BASKET - Le meneur de Chicago est l'arme prioritaire de Chicago dans la finale de la Conférence Est contre le Miami Heat...

C’est il y a trois ans que Derrick Rose a fait le plus de bruit. La légende raconte qu’en 2008, le jour où les Bulls l’ont drafté, son quartier natal d’Englewood, l’un des plus déshérités de Chicago, a explosé de coups de klaxons. Trois ans plus tard, le petit meneur de jeu tente d’emmener sa ville au sommet de la NBA. Dans la nuit de mercredi à jeudi, il va essayer d’écrabouiller le Miami Heat. Lors du premier match de cette finale de Conférence Est (103-82), Derrick Rose a survolé le match avec ses 28 points. Il tentera de récidiver lors de la seconde manche de la série, pour éclipser encore une fois LeBron James et Dwyane Wade.

«C'est un gars humble»

Début mai, Derrick Rose (22 ans) est devenu le plus jeune MVP de l’histoire, après deux années de règne sans partage de l’ancienne star des Cavs. Les deux bonhommes n’ont pourtant pas grand-chose en commun. D’un côté, l’ego surdimensionné de James, de l’autre, la quasi-timidité de Rose. «C’est un gars humble qui ne rentre pas dans un match en se disant ‘’Je vais marquer beaucoup de points’’», explique Joakim Noah sur ESPN. C’est sûrement ce caractère taiseux qui a enclenché le débat sur sa légitimité de MVP. Lui y croyait depuis le début de la saison, mais c’est l’adoubement de Michael Jordan qui a fini d’éteindre le début de polémique.

Point-guard moderne

Car Derrick Rose est un meneur puncheur, 2e meilleur marqueur NBA en saison régulière, tout postes confondus. Mais il peine à la passe.
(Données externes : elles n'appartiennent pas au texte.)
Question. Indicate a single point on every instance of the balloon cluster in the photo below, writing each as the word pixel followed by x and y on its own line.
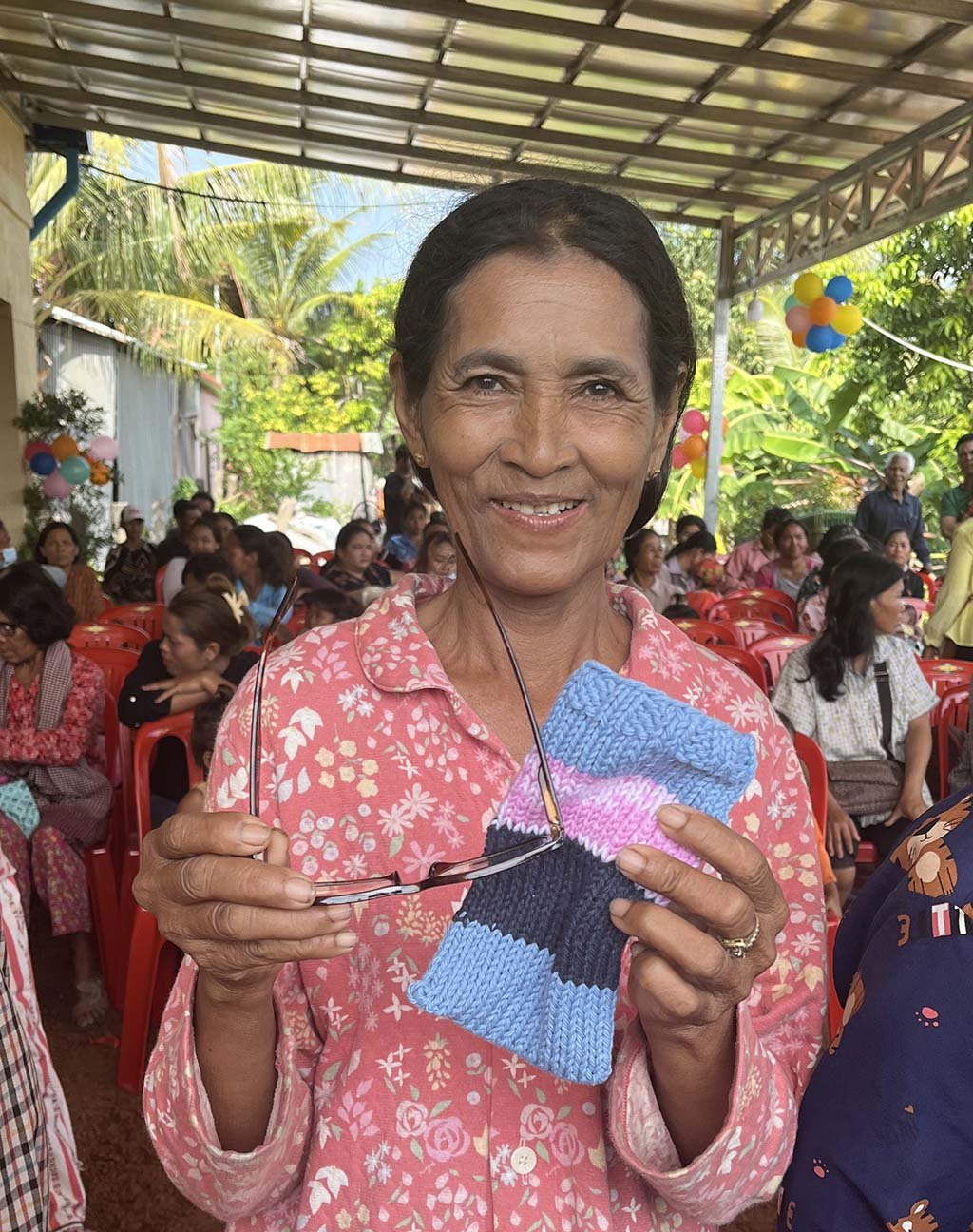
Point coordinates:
pixel 820 317
pixel 691 449
pixel 62 465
C’est un «point-guard» moderne, dont la principale qualité est une avant tout une haine viscérale de l’échec et de la défaite. Un trait de caractère qui ne date pas d’hier chez Derrick Rose. Lors de la draft, les Bulls hésitent entre lui et Michael Beasley. Pour se décider, la franchise de l’Illinois convoque les deux joueurs en entretien et leur demande ce qu’ils ont le plus regretté dans leur saison universitaire. «Les décisions arbitrales», lance Beasley. «Perdre», retient quant à lui Derrick Rose.

A.M.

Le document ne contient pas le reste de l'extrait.